Thursday, June 13, 2013

Abandon privacy, the NSA tells America

The debate over whether the National Security Agency had the right to gather personal telephone data on Americans continues to rage. Many are uneasy about the ability of the government to collect private information on individuals if there is no probable cause or suspicion of their involvement in a crime.

The right to privacy is best expressed in the Fourth Amendment to the U.S. constitution. It affirms: “The right of the people to be secure in their persons, houses, papers, and effects, against unreasonable searches and seizures, shall not be violated, and no warrants shall issue, but upon probable cause, supported by oath or affirmation, and particularly describing the place to be searched, and the persons or things to be seized.”

Americans are ambiguous about the NSA program. According to a Rasmussen poll just 26 percent of voters were in favor of the NSA’s collection of data from the Verizon telephone company, while 59 were opposed. A CBS poll found that 58 percent disapproved of the program when used against “ordinary Americans,” while 38 percent approved. However, when respondents were asked whether they backed the gathering of phone records of “Americans suspected of terrorist activity,” 78 percent said they had no problem with this, while only 20 percent disapproved.

The NSA scandal covers two programs, with different implications. The first involves the collection by the NSA of so-called telecommunications metadata from domestic subscribers of the Verizon telecom company. Metadata are details of communications (time, place and duration of a call, the numbers of the caller and of the person or institution called), but not the content of conversations.

The second involves a program called Prism, where the NSA has mined information, including the content of communications, from servers of major technology companies such as Google, Skype, Microsoft, Apple, YouTube, Facebook and others. The program is primarily directed against foreign targets, and the NSA was able to implement this because much Internet traffic from overseas passes through servers in the United States.

Obama administration officials have defended the programs as necessary to fight terrorism. President Barack Obama stated that “you can’t have 100 percent security and also then have 100 percent privacy” because “there are some tradeoffs involved.” That would be true if 100 percent of anything were possible. But Obama missed the point. The issue was not greater security, but the fact that millions of Americans were caught up in a surveillance net without being suspects in a crime, were never told about this, and are being discouraged from learning more for national security reasons.

The NSA programs received congressional approval, and were mandated by a decision of a secret court, the Foreign Intelligence Surveillance Court, which approved requests for the data collection. Moreover, the Supreme Court has said there is no right to privacy if an individual’s records are taken from third parties, because allowing a third party (a phone or Internet company, for instance) to hold these records means voluntarily surrendering one’s privacy.
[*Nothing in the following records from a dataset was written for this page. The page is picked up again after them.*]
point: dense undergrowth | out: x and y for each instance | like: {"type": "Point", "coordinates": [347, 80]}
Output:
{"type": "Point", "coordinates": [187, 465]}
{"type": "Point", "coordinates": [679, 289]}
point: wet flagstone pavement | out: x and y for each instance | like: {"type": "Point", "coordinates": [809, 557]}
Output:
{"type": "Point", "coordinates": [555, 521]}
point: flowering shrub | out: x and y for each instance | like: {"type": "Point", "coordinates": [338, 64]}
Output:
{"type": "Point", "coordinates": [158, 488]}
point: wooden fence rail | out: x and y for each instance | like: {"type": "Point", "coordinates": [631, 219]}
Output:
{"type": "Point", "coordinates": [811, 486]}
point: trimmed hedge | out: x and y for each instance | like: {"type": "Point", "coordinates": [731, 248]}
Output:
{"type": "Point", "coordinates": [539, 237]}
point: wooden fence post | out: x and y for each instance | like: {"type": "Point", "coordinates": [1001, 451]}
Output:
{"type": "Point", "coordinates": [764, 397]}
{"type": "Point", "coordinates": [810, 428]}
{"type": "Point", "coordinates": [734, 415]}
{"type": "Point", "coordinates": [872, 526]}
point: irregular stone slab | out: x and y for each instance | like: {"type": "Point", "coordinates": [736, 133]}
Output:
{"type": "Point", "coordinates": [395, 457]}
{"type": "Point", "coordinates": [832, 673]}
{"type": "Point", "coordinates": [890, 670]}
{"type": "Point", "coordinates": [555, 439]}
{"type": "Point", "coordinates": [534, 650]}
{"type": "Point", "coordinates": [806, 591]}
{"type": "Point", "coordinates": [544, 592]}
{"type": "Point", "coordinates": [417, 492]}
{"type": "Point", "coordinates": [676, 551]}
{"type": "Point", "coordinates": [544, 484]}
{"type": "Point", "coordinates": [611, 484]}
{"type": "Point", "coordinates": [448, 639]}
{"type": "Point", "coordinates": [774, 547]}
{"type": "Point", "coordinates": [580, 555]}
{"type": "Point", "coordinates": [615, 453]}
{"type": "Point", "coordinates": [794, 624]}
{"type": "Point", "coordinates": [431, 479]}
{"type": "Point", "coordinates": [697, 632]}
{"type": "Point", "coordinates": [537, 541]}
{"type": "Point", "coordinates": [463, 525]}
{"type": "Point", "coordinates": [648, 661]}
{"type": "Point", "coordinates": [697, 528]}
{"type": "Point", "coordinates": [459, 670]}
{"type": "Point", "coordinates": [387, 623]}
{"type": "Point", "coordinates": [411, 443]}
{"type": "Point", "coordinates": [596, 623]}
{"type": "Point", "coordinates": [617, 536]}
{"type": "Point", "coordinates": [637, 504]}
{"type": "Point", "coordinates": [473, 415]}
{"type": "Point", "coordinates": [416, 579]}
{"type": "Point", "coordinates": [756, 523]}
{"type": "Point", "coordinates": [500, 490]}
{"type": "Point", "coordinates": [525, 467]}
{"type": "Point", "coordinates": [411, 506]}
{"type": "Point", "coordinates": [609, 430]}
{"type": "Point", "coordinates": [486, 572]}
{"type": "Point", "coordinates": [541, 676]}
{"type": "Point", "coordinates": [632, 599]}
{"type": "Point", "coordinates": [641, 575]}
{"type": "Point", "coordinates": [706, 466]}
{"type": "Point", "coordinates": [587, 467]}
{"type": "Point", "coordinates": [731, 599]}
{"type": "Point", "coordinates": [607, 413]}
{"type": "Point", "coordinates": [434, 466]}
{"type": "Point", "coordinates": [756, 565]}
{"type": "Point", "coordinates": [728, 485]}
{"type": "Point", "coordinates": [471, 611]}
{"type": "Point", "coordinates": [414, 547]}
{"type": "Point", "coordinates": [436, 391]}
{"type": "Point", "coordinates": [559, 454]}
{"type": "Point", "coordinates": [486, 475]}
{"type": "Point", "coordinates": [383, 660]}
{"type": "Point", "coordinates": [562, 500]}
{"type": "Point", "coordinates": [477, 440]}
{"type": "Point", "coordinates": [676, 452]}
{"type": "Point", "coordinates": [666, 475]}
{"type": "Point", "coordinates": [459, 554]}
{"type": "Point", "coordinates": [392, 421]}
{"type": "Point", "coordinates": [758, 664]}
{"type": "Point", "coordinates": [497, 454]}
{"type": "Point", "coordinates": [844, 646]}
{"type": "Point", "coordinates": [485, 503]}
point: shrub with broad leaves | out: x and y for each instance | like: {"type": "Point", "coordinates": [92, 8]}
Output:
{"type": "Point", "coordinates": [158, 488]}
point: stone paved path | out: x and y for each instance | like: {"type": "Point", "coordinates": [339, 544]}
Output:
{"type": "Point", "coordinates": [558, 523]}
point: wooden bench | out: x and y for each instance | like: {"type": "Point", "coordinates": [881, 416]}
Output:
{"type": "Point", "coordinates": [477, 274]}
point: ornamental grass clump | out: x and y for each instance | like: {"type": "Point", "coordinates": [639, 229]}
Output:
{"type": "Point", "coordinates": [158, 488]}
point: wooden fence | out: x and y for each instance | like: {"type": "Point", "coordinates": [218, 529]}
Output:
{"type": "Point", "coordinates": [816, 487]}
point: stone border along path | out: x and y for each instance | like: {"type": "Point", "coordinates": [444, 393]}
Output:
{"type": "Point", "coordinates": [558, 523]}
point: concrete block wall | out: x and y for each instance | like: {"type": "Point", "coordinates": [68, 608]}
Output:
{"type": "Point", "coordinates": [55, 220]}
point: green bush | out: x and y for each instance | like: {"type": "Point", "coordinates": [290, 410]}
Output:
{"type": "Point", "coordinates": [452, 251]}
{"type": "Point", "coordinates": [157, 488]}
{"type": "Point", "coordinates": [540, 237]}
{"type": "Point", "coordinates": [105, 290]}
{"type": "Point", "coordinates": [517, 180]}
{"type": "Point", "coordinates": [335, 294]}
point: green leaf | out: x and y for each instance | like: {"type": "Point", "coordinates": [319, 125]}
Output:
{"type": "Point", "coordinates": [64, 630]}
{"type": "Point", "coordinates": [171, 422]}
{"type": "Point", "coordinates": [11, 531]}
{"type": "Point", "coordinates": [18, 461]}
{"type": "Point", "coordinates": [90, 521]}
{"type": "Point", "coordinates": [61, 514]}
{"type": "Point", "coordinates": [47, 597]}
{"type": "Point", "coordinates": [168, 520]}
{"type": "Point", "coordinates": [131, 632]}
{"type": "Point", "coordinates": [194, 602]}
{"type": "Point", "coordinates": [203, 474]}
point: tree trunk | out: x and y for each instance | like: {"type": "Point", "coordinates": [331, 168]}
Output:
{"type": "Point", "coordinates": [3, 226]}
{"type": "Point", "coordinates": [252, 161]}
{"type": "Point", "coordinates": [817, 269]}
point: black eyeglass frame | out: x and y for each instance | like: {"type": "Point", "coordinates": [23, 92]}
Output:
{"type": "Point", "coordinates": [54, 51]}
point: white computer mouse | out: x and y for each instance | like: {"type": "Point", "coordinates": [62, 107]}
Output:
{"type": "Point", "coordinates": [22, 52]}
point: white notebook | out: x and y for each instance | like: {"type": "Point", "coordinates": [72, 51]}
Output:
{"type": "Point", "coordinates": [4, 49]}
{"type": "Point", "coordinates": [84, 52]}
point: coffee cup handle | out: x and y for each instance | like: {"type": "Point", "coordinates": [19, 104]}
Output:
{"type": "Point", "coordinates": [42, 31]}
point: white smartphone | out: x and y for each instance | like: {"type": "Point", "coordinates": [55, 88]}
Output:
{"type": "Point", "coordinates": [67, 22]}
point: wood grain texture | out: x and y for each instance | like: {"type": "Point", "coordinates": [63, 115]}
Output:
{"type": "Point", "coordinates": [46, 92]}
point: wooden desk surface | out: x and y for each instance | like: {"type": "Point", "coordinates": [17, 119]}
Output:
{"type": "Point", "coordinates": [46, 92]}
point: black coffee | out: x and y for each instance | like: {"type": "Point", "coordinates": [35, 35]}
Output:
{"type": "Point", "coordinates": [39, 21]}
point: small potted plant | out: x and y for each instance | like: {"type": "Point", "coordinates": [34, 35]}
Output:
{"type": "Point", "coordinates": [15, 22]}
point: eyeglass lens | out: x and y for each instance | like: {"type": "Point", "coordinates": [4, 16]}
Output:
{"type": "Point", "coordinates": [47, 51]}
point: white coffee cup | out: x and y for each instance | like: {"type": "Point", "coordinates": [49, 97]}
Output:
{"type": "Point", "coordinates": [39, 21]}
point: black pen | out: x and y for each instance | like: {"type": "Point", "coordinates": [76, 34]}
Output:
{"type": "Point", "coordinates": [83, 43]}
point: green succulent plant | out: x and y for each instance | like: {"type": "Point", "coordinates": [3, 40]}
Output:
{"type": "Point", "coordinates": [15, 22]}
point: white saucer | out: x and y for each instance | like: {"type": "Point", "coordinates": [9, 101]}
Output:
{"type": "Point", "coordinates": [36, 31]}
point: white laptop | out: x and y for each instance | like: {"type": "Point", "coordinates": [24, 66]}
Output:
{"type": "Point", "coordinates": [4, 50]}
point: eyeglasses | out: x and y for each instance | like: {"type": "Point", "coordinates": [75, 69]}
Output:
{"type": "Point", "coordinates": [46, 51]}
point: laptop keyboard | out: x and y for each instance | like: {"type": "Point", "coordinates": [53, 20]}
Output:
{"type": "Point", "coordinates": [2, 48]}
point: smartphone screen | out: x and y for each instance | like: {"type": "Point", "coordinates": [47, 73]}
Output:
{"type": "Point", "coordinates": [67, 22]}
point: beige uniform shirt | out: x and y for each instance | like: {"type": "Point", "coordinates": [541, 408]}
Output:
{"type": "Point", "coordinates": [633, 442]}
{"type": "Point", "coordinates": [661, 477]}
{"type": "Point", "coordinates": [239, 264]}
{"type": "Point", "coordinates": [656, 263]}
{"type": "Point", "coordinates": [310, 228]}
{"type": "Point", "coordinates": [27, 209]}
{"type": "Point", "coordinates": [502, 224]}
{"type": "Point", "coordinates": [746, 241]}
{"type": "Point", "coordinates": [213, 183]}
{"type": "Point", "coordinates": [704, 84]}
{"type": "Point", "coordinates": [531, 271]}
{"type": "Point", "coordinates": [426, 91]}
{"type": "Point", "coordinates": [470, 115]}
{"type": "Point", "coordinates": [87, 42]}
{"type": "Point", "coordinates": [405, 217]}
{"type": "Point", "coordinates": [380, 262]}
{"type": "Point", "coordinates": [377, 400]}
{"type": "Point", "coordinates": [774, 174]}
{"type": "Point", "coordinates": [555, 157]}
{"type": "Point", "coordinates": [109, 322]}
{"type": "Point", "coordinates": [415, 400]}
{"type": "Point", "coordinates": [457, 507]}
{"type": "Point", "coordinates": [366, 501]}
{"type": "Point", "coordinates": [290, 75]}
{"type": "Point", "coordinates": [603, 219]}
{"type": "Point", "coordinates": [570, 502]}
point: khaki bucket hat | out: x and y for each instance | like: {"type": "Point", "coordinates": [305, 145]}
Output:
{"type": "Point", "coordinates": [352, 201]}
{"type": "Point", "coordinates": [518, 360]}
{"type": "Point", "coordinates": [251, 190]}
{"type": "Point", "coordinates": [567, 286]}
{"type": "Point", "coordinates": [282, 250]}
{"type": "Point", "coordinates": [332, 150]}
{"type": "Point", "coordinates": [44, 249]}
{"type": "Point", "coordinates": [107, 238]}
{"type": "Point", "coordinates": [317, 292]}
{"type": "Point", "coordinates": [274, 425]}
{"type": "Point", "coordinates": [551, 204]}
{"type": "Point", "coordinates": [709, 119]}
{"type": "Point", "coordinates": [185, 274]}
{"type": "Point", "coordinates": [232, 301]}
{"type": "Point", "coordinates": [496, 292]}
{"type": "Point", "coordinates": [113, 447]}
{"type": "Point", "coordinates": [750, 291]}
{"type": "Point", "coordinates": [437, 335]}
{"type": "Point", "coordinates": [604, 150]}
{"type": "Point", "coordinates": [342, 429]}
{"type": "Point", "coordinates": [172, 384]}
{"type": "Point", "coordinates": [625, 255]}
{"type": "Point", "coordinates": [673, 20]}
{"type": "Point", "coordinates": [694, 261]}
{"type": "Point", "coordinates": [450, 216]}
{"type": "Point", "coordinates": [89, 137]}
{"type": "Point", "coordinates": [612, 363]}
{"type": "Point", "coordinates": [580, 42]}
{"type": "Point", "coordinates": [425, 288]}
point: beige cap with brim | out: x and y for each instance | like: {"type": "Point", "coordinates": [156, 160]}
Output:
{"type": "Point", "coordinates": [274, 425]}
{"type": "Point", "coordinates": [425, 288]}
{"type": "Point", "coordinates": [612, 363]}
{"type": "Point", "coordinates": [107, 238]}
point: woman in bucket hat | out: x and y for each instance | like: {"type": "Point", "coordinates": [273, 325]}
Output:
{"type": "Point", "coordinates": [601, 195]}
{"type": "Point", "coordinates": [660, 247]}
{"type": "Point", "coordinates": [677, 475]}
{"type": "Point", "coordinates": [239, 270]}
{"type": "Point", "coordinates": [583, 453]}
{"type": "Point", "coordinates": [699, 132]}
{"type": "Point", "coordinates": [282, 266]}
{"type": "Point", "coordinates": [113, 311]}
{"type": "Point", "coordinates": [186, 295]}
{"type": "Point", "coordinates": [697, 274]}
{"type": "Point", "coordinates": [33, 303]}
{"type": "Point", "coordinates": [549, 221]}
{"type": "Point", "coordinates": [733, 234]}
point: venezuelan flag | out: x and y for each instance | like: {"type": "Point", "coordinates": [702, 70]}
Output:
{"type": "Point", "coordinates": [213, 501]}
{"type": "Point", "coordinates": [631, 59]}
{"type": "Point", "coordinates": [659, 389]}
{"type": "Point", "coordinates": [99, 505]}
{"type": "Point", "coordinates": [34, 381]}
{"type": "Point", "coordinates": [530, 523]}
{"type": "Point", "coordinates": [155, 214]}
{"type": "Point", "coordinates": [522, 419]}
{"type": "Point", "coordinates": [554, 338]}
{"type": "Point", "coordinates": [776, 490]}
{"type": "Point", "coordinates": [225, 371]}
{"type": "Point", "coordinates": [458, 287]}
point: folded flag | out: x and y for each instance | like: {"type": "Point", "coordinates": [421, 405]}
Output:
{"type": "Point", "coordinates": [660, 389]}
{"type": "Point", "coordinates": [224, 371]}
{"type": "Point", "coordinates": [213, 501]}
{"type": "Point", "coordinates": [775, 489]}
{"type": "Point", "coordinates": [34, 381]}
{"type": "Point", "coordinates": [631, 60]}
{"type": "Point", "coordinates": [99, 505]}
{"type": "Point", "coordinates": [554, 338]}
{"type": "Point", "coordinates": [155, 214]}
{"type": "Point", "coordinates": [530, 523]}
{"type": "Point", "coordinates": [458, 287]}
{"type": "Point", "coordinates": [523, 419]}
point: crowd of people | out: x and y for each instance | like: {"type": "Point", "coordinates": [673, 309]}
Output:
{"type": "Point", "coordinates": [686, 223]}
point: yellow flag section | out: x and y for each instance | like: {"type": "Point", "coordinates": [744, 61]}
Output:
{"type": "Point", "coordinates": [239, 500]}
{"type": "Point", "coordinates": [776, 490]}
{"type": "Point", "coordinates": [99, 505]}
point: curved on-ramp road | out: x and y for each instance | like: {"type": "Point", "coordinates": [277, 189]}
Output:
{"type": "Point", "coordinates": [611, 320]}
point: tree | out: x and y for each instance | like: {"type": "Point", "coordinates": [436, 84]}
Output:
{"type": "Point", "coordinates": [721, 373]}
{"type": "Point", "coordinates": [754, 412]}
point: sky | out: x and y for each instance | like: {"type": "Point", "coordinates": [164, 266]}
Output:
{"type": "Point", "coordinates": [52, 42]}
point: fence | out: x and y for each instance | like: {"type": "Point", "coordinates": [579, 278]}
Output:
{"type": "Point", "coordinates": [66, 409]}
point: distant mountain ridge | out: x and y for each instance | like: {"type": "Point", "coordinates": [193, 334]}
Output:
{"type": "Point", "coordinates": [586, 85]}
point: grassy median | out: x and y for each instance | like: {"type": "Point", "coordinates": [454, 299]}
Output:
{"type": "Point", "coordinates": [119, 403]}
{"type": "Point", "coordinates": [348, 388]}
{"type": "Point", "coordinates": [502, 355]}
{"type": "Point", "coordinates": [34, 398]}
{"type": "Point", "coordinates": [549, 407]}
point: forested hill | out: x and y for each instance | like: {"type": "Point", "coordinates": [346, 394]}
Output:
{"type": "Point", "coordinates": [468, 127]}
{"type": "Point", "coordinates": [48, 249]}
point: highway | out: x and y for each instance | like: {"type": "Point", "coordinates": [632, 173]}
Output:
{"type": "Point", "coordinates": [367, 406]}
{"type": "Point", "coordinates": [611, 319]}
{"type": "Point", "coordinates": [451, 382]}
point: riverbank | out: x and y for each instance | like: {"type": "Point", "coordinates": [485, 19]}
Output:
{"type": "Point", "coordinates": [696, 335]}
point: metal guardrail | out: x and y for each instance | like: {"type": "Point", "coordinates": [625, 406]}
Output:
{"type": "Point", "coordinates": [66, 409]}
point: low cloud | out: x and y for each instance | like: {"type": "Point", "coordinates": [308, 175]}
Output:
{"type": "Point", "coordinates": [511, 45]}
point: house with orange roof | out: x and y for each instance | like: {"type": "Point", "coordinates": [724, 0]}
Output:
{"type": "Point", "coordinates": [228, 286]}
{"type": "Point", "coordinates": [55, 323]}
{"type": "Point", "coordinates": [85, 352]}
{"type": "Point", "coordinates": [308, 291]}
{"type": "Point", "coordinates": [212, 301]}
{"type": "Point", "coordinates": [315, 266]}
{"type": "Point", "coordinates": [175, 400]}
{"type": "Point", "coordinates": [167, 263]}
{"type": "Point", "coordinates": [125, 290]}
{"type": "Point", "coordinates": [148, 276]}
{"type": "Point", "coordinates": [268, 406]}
In a dissent, Supreme Court justice Sonia Sotomayor argued that this decision was ill suited for the digital age, where people revealed a great deal about themselves thanks to the technology they used, but nevertheless had little intention of granting the government access to their personal communications or browsing history. In other words Sotomayor implicitly pointed to the spirit of the law, or what citizens understood their right to privacy entailed.

Defenders of the NSA programs assured the public that proper safeguards were in place to protect the innocent. Perhaps, but the FISC has rarely turned down a surveillance request, and the sheer volume of information taken from Verizon means there is probably little oversight in individual cases, once data has been collected.

Eavesdropping is usually built on a de facto presumption of guilt. When a person is under scrutiny, all those connected to that person are in danger of being scrutinized as well. But because data mining has become an essential part of American intelligence gathering, in the Verizon case the NSA asked for broad authority to collect data from everybody, just in case it eventually became useful in an investigation. This qualifies as a fishing expedition, which democracies avoid.

A second problem with the NSA programs is their secrecy. Secret warrants and courts, whatever their justification, are the stuff of totalitarian nightmares, and are designed to circumvent public discussion. Nor do we know how effective congressional or FISC oversight was, since no one will talk about an issue that is classified. In other words, Americans are not entitled to know how or even if their rights were protected, and must take officials’ word for it.

How difficult that is when the director of national intelligence, James Clapper, is doing the reassuring. Last week he insisted that the oversight was sufficient. But Clapper is hardly reliable. When asked last March before a congressional hearing whether the NSA was collecting data on Americans, he replied that it was not.

A third problem is that a proposed solution to a threat should not become worse than the threat itself. It would be foolish to play down the risk of terrorist attacks in America. But the NSA surveillance program applies a wide brush to a relatively narrow problem, and it navigates in a gray zone between how the law is interpreted by the government and understood by the public. Fighting terrorism should not entail undermining a cherished constitutional principle, whatever Obama’s comments on the necessary tradeoffs at play.

The right to privacy erects an essential barrier between individuals and their state. States amass vast amounts of information on their citizens, which can be used to control what they do. The feeling of being perpetually under the eye of those in authority is deeply troublesome. The more power states have, the more they will use and abuse it. And that’s what most people understandably fear.